Effectors of the phosphoinositide 3-kinase (PI3K) signal transduction pathway contribute to the hypothalamic regulation of energy and glucose homeostasis in divergent ways. Here we show that central nervous system (CNS) action of the PI3K signaling intermediate atypical protein kinase C (aPKC) constrains food intake, weight gain, and glucose intolerance in both rats and mice. Pharmacological inhibition of CNS aPKC activity acutely increases food intake and worsens glucose tolerance in chow-fed rodents and causes excess weight gain during high-fat diet (HFD) feeding. Similarly, selective deletion of the aPKC isoform Pkc-λ in proopiomelanocortin (POMC) neurons disrupts leptin action, reduces melanocortin content in the paraventricular nucleus, and markedly increases susceptibility to obesity, glucose intolerance, and insulin resistance specifically in HFD-fed male mice. These data implicate aPKC as a novel regulator of energy and glucose homeostasis downstream of the leptin-PI3K pathway in POMC neurons.

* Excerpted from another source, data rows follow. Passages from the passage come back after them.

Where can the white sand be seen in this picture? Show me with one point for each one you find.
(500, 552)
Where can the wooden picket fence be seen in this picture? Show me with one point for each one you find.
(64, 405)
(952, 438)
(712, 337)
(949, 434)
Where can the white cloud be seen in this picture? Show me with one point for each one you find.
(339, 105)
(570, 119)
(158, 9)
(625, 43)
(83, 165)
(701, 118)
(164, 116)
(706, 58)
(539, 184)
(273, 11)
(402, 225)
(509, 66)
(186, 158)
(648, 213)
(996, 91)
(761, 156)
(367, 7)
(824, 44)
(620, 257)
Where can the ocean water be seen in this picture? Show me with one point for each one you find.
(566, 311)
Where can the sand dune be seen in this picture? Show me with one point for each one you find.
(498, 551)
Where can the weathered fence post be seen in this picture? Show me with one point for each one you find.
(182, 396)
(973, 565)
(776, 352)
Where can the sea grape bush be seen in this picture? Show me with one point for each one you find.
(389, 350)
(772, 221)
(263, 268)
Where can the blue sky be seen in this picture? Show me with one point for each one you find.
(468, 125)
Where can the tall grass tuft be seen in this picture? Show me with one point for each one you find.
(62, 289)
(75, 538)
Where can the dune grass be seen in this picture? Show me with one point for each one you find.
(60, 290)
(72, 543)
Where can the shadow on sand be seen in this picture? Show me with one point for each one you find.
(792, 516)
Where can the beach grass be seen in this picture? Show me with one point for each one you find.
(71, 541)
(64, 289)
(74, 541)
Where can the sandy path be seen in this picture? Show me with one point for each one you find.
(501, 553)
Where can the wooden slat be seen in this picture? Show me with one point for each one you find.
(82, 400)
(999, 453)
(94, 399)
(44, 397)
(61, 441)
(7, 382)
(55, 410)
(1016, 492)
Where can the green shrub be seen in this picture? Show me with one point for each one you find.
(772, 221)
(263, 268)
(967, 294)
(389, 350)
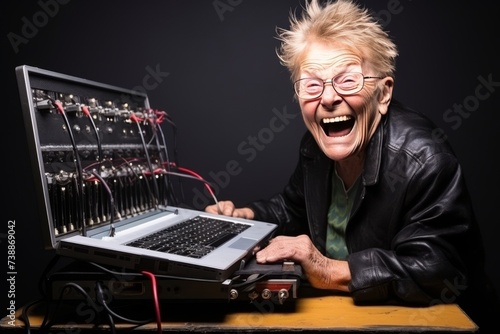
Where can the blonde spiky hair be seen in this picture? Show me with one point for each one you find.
(341, 22)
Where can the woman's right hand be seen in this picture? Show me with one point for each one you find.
(227, 208)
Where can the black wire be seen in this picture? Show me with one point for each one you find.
(79, 170)
(150, 166)
(49, 318)
(101, 301)
(24, 314)
(111, 199)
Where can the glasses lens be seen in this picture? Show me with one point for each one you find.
(308, 88)
(348, 83)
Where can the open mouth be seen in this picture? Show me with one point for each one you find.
(337, 126)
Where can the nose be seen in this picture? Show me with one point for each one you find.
(329, 96)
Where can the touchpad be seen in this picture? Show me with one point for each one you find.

In Uncontrolled Diabetes, Hyperglucagonemia and Ketosis Result From Deficient Leptin Action in the Parabrachial Nucleus

Growing evidence implicates neurons that project from the lateral parabrachial nucleus (LPBN) to the hypothalamic ventromedial nucleus (VMN) in a neurocircuit that drives counterregulatory responses to hypoglycemia, including increased glucagon secretion. Among LPBN neurons in this circuit is a subset that expresses cholecystokinin (LPBNCCK neurons) and is tonically inhibited by leptin. Because uncontrolled diabetes is associated with both leptin deficiency and hyperglucagonemia, and because intracerebroventricular (ICV) leptin administration reverses both hyperglycemia and hyperglucagonemia in this setting, we hypothesized that deficient leptin inhibition of LPBNCCK neurons drives activation of this LPBN→VMN circuit and thereby results in hyperglucagonemia. Here, we report that although bilateral microinjection of leptin into the LPBN does not ameliorate hyperglycemia in rats with streptozotocin-induced diabetes mellitus (STZ-DM), it does attenuate the associated hyperglucagonemia and ketosis. To determine if LPBN leptin signaling is required for the antidiabetic effect of ICV leptin in STZ-DM, we studied mice in which the leptin receptor was selectively deleted from LPBNCCK neurons. Our findings show that although leptin signaling in these neurons is not required for the potent antidiabetic effect of ICV leptin, it is required for leptin-mediated suppression of diabetic hyperglucagonemia. Taken together, these findings suggest that leptin-mediated effects in animals with uncontrolled diabetes occur through actions involving multiple brain areas, including the LPBN, where leptin acts specifically to inhibit glucagon secretion and associated ketosis.